Dive Brief:
- The University of California Los Angeles's Center For the Transformation of Schools and the school districts in Orange and Butte counties in California are launching a pilot program to develop of a training curriculum for addressing school culture and student achievement, EdSource reports.
- The new training, focusing on reducing racial disparities in suspensions and achievement, will be based on providing multi-tiered systems of support (MTSS), an approach where students “progress through a range of interventions depending on their need levels.” The approach also includes practices such as restorative justice, social-emotional learning and meditation to encourage the building of healthy relationships between staff members and students.
- Organizers will spend the first year designing the training curriculum, the second year engaging in a statewide train-the trainers initiative, and subsequent years training at the school and community levels.
Dive Insight:
California’s most recent state budget is seeking to address some of these key issues. The $15 million line item sets funds aside to seek alternative approaches to discipline while indefinitely extending the state’s ban on suspensions in K-3 for “willful defiance and disruption,” an approach that some educators and advocates hope will contribute to the breakdown of the “school-to-prison” pipeline.
Other states are also seeking alternatives to traditional discipline.

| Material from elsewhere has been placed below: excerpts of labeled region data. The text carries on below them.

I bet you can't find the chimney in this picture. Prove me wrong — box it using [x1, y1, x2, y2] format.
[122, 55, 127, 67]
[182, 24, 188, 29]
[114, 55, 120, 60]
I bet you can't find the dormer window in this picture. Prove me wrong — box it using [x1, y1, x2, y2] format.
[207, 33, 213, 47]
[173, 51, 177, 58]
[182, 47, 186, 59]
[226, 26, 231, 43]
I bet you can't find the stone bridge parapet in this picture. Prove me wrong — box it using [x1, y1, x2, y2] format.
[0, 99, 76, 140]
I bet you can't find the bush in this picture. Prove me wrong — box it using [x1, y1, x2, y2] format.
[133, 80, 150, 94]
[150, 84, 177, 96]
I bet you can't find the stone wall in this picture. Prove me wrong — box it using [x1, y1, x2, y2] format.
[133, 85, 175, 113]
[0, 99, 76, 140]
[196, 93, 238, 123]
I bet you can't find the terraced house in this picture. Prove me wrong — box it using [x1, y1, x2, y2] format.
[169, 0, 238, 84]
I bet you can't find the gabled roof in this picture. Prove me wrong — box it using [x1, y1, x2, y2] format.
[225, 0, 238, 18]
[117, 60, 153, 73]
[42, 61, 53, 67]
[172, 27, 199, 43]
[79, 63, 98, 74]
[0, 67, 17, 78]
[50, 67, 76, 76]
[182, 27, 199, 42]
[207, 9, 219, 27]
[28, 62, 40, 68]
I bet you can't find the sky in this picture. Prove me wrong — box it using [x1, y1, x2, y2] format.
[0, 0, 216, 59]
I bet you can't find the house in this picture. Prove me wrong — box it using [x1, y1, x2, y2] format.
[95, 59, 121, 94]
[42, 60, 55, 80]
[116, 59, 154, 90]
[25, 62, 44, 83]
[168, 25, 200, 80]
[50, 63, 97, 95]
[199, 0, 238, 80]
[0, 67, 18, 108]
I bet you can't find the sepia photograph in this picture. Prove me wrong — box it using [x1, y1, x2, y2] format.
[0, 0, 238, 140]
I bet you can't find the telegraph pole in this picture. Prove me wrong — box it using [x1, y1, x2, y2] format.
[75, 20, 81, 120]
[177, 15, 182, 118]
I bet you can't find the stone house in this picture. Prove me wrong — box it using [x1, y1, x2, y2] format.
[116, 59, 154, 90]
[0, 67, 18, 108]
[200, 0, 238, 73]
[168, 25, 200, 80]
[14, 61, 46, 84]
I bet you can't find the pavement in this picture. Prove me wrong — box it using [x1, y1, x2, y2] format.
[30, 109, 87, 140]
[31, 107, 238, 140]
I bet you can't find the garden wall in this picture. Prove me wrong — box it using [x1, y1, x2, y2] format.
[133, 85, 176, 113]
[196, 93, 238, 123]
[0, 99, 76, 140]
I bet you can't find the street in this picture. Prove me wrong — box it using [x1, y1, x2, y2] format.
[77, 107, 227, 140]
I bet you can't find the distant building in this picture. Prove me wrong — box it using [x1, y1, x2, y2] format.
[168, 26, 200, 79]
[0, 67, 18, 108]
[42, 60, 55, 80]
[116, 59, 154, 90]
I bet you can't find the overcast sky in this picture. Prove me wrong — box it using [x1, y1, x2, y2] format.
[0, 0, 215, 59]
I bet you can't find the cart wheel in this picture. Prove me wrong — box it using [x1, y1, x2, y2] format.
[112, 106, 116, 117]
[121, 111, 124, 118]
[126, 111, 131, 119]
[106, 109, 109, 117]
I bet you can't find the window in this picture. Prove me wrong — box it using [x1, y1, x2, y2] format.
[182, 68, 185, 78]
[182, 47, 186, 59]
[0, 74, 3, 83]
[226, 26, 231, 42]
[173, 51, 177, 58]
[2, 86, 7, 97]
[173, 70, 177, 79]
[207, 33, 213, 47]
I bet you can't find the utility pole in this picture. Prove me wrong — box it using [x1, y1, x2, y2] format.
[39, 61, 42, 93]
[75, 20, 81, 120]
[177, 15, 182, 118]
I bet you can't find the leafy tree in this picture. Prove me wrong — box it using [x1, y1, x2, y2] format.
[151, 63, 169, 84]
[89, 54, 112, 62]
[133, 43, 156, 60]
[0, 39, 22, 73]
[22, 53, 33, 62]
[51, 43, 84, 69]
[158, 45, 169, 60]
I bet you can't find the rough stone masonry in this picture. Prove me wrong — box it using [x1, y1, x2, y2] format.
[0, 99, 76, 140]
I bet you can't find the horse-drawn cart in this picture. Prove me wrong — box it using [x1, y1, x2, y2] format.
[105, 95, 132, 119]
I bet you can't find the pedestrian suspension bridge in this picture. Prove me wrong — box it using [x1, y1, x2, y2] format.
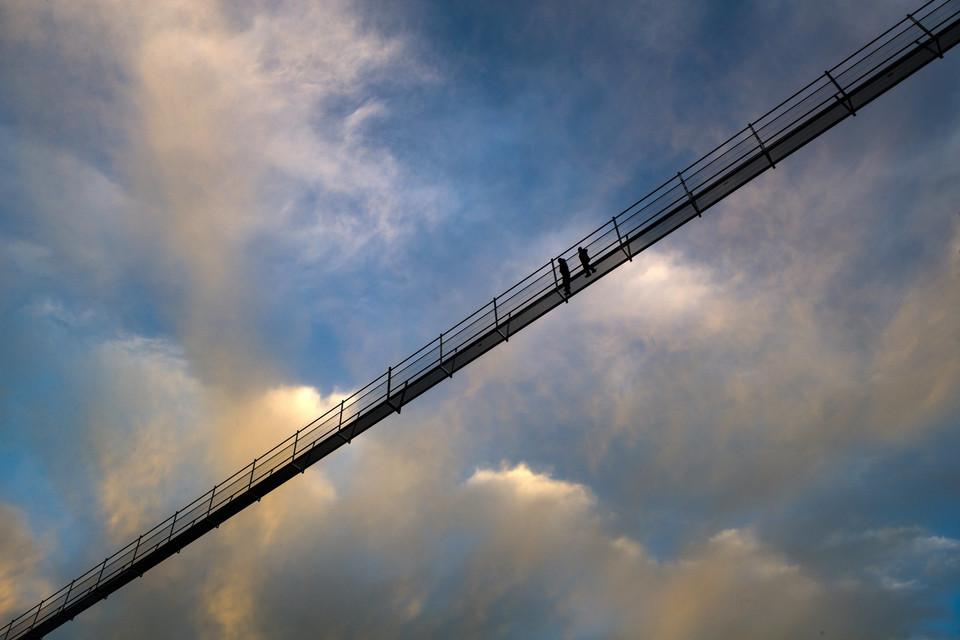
[7, 0, 960, 640]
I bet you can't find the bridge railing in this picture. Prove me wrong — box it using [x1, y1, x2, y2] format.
[0, 0, 960, 640]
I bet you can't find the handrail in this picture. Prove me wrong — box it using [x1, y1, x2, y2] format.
[0, 0, 960, 640]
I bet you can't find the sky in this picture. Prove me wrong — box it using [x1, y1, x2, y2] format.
[0, 0, 960, 640]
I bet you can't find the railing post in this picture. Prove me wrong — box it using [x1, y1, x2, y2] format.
[747, 122, 777, 169]
[550, 258, 570, 302]
[131, 533, 143, 564]
[93, 558, 110, 589]
[824, 71, 857, 117]
[907, 13, 943, 60]
[30, 600, 43, 629]
[61, 578, 77, 612]
[613, 216, 633, 262]
[167, 509, 180, 542]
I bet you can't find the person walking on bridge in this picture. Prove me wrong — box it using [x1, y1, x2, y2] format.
[577, 247, 597, 278]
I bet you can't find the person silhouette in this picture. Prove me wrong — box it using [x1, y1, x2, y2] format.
[557, 258, 570, 297]
[577, 247, 596, 278]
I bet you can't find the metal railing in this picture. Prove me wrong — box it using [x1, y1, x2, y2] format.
[7, 0, 960, 640]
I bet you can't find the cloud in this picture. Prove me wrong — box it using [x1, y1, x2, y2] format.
[0, 503, 50, 619]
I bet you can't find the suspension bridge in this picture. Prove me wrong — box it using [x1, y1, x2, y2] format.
[7, 0, 960, 640]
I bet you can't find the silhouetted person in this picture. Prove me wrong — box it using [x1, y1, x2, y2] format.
[557, 258, 570, 297]
[577, 247, 596, 278]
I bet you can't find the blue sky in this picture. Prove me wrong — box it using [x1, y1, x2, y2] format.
[0, 0, 960, 639]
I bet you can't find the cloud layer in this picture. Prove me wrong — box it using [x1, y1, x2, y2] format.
[0, 0, 960, 639]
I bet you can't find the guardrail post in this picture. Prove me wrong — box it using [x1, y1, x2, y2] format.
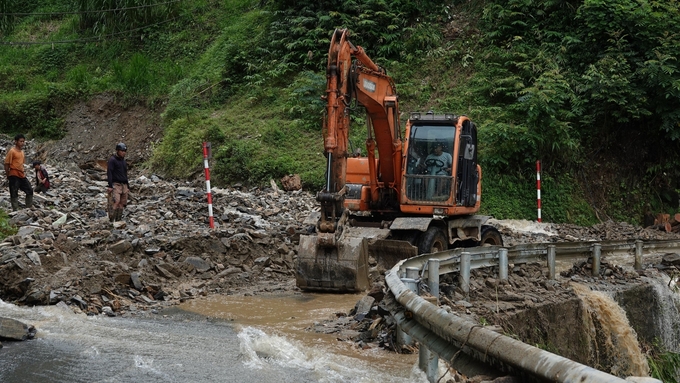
[418, 344, 439, 383]
[634, 239, 643, 271]
[427, 259, 439, 305]
[498, 248, 508, 281]
[548, 245, 556, 281]
[459, 252, 471, 301]
[593, 243, 602, 277]
[397, 276, 418, 347]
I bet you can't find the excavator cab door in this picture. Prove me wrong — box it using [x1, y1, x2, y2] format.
[456, 120, 479, 206]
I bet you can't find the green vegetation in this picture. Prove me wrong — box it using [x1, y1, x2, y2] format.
[0, 0, 680, 225]
[647, 341, 680, 383]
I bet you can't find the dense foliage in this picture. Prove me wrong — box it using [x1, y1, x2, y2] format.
[0, 0, 680, 223]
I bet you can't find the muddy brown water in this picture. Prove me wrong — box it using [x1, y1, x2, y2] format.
[179, 293, 418, 381]
[0, 295, 427, 383]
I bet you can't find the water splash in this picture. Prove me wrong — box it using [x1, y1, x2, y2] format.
[238, 326, 428, 383]
[643, 273, 680, 352]
[571, 283, 649, 376]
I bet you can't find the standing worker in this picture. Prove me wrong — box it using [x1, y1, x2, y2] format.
[106, 142, 130, 222]
[33, 160, 50, 193]
[5, 134, 33, 211]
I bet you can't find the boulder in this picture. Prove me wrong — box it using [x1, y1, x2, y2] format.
[0, 317, 36, 340]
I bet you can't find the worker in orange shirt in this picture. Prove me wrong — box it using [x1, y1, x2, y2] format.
[5, 134, 33, 211]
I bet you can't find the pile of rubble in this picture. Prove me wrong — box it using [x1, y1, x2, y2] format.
[0, 138, 316, 315]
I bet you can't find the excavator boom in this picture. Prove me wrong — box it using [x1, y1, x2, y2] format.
[295, 29, 500, 292]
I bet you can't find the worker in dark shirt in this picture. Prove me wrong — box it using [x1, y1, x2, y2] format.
[106, 142, 130, 222]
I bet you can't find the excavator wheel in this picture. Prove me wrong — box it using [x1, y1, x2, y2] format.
[418, 226, 449, 254]
[479, 225, 503, 246]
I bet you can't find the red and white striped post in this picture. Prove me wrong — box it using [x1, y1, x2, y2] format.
[536, 160, 541, 222]
[203, 142, 215, 229]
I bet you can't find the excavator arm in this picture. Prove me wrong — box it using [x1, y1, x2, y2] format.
[317, 29, 402, 236]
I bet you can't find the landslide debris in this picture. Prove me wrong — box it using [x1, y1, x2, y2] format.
[0, 138, 315, 315]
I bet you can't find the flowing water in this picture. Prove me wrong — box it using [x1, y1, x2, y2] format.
[572, 283, 649, 376]
[0, 295, 427, 383]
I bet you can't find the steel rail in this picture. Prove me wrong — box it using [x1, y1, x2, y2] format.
[399, 240, 680, 275]
[385, 264, 627, 383]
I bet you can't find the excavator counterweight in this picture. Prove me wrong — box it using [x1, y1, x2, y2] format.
[295, 29, 502, 292]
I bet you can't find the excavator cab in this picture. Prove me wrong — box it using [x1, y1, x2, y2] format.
[404, 114, 456, 205]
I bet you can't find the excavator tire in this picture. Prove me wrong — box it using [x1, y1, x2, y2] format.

In 2016, a study of suspensions and expulsions in Virginia also led to recommendations for a change in approach. Alternative approaches include the MTSS approach as well as restorative justice, meditation, exploration of brain science, development of social-emotional learning skills, and "coonscious discipline.”
The desire behind all of these approaches is to create a positive school culture rather than a negative one. While students need discipline, teachers also need to build positive relationships with students in order to engage them and inspire them to succeed. It will be interesting to see if California’s new approach, which strives to seamlessly address both discipline and achievement issues, is successful and whether it can be replicated in other states.